The American Lung Association opposes the construction of all new biomass facilities, not distinguishing between power or thermal — recognizing that all smokestacks emit air pollution which is inhaled by human beings.
In 2010, Biomass Magazine, “the world’s leading biomass industry trade publication,” changed its name to Biomass Power and Thermal. Was the purpose of this rebranding to point out the entire range of the industry? Or was it to highlight the new, environmentalist-endorsed “green” thermal component of the business?
Upon first glance, groups such as the Biomass Thermal Energy Council (BTEC), Sustainable Northwest, andNorthern Forest Center appear to distance themselves from “old school” organizations such as the Biomass Power Association, by advocating for biomass thermal facilities. Yet a clue to their intentions is the fact that nowhere in their websites, press releases, or sign on letters to government agencies is there any opposition to the construction of 25% efficient power stations.
In October 2013, the Northern Forest Center and Sustainable Northwest teamed up to send a sign on letter to President Obama, Congressional leaders, and federal agency heads asking for “broad support for biomass thermal policy,” and “specific support” for three pieces of policy: the Biomass Thermal Utilization Act, the Woody Biomass Utilization grant program, and the Community Wood Energy program, included in the Farm Bill.
While the Biomass Thermal Utilization Act relates exclusively to biomass thermal, both the Woody Biomass Utilization grant program and the Community Wood Energy program advocate for biomass power facilities, in addition to biomass thermal facilities.
According to the USDA Forest Service, the Woody Biomass Utilization grant program funds the generation of “green energy for heating and electricity,” while the Community Wood Energy program can finance “electric power production.”
The Woody Biomass Utilization grant program also advocates for the unscientific practice of logging forests under the guise of “wildfire prevention,” as well as after wildfire.
While biomass proponents such as Sustainable Northwest call wildfire “wildly destructive” and a threat to forests, science demonstrates that wildfire is a natural and essential process of a healthy forest ecosystem. Logging before and after wildfire harms the forest ecosystem and doesn’t protect homes — which can only be done through defensible space 100-200 feet around a structure.

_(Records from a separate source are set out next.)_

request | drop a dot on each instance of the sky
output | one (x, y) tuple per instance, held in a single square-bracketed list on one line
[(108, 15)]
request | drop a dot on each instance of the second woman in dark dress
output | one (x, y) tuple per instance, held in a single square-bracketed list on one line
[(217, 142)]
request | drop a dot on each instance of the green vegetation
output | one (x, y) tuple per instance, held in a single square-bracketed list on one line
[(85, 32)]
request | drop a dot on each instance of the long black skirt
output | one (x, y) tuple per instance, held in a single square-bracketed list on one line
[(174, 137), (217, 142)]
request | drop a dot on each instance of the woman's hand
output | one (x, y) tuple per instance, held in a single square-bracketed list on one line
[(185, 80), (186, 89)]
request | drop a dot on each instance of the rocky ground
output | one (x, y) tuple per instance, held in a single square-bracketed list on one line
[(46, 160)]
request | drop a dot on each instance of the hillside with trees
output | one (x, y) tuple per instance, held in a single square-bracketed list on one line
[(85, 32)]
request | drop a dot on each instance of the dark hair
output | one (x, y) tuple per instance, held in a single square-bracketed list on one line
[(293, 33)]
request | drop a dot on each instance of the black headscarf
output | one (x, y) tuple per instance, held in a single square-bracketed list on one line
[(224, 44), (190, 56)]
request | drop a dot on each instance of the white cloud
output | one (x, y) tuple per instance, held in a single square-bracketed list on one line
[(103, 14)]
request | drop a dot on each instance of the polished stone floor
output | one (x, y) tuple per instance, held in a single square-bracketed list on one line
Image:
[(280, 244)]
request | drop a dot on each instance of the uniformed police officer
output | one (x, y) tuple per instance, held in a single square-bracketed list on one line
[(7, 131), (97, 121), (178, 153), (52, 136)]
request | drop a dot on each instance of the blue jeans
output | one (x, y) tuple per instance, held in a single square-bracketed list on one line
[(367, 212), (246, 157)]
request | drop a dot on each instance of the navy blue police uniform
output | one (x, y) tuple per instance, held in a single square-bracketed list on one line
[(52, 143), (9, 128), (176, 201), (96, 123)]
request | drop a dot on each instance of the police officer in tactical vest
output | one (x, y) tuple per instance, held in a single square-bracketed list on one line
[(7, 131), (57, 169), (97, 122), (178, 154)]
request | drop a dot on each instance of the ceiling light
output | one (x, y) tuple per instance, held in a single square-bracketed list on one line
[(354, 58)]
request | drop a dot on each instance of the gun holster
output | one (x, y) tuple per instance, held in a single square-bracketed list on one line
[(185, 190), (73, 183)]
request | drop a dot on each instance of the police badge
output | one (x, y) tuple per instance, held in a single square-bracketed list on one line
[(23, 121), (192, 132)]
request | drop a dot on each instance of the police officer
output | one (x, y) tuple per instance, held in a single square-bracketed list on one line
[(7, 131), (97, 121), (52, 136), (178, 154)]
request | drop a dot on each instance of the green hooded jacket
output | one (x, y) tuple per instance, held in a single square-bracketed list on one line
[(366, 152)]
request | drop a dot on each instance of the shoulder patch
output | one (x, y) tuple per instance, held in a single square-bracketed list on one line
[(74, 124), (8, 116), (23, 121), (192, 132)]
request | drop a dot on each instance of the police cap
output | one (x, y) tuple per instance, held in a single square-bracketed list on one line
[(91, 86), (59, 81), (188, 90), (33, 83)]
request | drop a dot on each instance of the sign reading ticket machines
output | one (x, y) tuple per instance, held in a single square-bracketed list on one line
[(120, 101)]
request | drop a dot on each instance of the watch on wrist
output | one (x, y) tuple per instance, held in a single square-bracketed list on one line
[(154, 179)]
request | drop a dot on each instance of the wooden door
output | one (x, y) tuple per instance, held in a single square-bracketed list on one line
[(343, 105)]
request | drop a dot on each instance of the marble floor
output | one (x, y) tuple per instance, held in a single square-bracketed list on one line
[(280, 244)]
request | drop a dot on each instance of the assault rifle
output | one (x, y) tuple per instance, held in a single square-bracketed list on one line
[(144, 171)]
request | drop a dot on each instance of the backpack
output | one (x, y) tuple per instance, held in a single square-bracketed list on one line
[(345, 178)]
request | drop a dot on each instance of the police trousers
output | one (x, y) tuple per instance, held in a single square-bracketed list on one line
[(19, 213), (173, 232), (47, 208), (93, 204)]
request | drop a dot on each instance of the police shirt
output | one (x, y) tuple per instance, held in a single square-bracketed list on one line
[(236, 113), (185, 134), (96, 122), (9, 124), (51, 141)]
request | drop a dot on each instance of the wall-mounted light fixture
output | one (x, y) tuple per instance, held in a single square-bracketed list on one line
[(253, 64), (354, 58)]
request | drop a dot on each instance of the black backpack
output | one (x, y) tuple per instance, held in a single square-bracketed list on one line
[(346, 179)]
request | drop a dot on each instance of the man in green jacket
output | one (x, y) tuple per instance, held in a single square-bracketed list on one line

The Bio-masquerade is Over
Industry’s bio-masquerade has ended and they’ve revealed their true faces. The biomass thermal sector, for all intents and purposes, is nearly indistinguishable from the biomass power sector, which isn’t all that different from the liquid biofuels sector.
In addition to their collaboration on legislative policy, the biomass energy industry has begun issuing public calls for industry solidarity.
However, communities across the U.S., including college campuses, are catching on to the ruse and have begun opposing the construction of the “more efficient” thermal facilities, with a facility canceled at Evergreen College in Washington, opposition to a thermal facility by neighbors of Goddard College in Vermont, and dissent brewing in response to a proposal at the University of Montana.
Those familiar with the biomass debacle at University of South Carolina — where a combined heat and power biomass incinerator was finally shuttered in 2011 after more than three dozen breakdowns and a “potentially lethal explosion” — know the impact of “more efficient” biomass all too well.
The construction of a district heating biomass project for Montpelier, Vermont has been “very intrusive and disruptive,” according to city manager William Fraser and has had “significant economic impact” on downtown merchants, according to Montpelier Mayor John Hollar.
Will other communities — and the anti-biomass incineration movement — learn to oppose the biomass incineration industry as a whole, or will they fall for the polluters’ promises of “biomass done right?”